Click on a cell in the top table and it will add the bits that are on (red) up in the sum column on the right and turn the bit on in the bitmap below it.
Click again to turn the bit off (white.)
This is how bits are expressed on your computer, on its hard drive, in its RAM and ROM, and in its peripherals.
A collection of bits together is called a byte. The sum column on the right represents the value of a byte.
There are two important items to think about with regard to bytes and how they're interpreted.
- The size of the byte (how many bits make up a byte)
- Typically these are expressed as powers of two from 2^3 (8 bits) on up to 2^6 (64 bits).
- Knowing the size of the byte is important because getting it wrong means your interpretation of what a particular set of bits would be incorrect.

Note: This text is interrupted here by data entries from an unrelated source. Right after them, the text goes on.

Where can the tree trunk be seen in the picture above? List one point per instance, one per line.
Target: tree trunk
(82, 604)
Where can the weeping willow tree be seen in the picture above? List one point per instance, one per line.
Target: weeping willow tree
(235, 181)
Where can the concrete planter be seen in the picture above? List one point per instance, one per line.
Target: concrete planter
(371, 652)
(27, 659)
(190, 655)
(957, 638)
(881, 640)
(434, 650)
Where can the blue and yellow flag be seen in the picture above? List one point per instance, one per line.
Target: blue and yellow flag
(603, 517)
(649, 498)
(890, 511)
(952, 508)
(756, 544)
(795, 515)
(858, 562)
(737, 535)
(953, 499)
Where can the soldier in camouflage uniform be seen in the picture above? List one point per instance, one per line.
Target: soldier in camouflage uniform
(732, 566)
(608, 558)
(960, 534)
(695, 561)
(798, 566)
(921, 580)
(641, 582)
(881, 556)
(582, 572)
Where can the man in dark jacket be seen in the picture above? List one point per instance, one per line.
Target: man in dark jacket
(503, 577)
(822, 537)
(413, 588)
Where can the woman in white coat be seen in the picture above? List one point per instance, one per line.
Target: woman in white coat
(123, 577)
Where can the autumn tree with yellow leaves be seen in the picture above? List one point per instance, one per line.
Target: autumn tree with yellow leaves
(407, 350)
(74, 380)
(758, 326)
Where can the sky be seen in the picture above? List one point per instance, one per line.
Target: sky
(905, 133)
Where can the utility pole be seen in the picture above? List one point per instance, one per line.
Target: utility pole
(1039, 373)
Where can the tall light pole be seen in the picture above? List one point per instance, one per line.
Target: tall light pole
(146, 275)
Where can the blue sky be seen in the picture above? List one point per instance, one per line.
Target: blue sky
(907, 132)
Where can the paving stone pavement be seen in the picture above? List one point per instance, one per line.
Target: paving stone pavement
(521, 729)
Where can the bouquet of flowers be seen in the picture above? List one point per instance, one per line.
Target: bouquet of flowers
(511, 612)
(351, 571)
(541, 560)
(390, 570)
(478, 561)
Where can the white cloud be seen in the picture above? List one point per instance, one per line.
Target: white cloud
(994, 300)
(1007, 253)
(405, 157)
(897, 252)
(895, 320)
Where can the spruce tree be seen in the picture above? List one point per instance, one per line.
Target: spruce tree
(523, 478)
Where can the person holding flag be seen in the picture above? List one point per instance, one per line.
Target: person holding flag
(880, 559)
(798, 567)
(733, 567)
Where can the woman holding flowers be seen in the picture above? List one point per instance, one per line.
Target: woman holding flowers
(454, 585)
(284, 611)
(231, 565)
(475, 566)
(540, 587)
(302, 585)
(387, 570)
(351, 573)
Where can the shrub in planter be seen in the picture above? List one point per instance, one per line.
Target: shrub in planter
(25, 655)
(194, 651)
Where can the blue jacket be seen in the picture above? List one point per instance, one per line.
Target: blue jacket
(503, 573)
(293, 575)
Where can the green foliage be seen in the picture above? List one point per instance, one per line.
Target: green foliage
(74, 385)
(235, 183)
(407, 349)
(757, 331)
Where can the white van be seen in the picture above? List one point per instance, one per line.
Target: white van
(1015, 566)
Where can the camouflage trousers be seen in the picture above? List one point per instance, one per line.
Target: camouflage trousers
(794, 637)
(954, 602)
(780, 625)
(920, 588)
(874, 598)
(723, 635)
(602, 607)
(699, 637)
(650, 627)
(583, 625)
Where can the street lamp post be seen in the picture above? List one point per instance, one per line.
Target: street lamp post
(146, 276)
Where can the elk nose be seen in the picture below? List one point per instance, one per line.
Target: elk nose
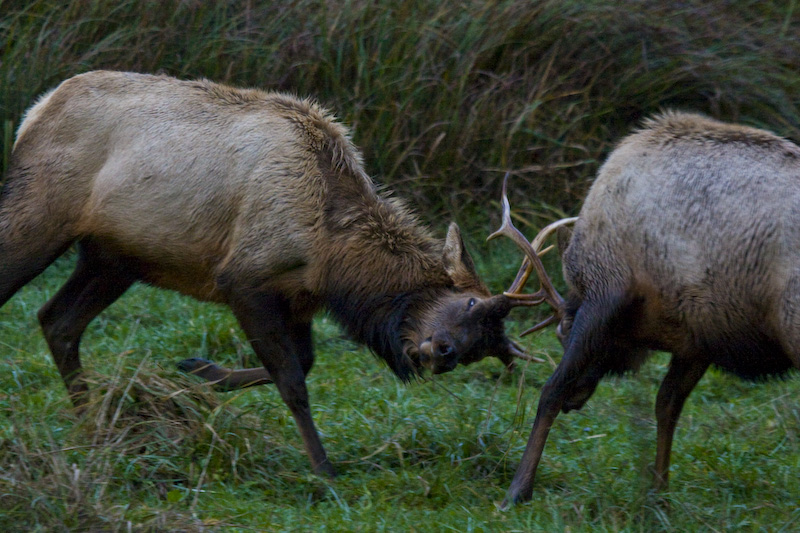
(443, 349)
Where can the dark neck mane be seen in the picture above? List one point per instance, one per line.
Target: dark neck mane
(381, 323)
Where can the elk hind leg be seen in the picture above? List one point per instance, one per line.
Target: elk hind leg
(28, 243)
(683, 375)
(94, 285)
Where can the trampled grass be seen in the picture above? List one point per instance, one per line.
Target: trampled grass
(158, 451)
(444, 98)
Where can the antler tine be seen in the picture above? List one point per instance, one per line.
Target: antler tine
(547, 292)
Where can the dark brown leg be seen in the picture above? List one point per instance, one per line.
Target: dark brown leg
(521, 487)
(683, 375)
(94, 285)
(283, 346)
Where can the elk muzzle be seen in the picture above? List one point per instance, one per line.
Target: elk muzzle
(438, 353)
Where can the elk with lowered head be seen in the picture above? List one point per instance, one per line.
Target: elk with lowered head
(252, 199)
(688, 242)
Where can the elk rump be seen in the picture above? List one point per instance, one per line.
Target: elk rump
(688, 242)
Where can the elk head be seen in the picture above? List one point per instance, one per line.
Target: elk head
(463, 326)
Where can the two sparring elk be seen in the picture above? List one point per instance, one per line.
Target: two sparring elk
(251, 199)
(688, 242)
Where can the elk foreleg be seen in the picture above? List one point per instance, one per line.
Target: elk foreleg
(283, 346)
(550, 403)
(684, 373)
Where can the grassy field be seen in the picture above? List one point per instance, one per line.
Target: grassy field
(157, 451)
(443, 99)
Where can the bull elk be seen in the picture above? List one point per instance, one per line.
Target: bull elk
(688, 242)
(251, 199)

- The byte's size in bits determines how many different values the byte can represent. It is always double the value of the Most Significant Bit (explained below.) Here it is the values from 0 to 65535, or 65536 total values.
- The byte's endianness.
- Big Endian means when reading a string of bits from a byte that the MSB comes first.
- Little Endian means when reading a string of bits from a byte that the LSB comes first.
- MSB means "Most Significant Bit" and LSB means "Least Significant Bit".
- Most significant means that the first bit read will have the highest value (here 32768) and least significant would have the lowest value(always 1). For simplicity's sake, our bitmaps will use the fairly standard MSB interpretation.
Teach your kids what it was like to design fonts and sprites back in the day.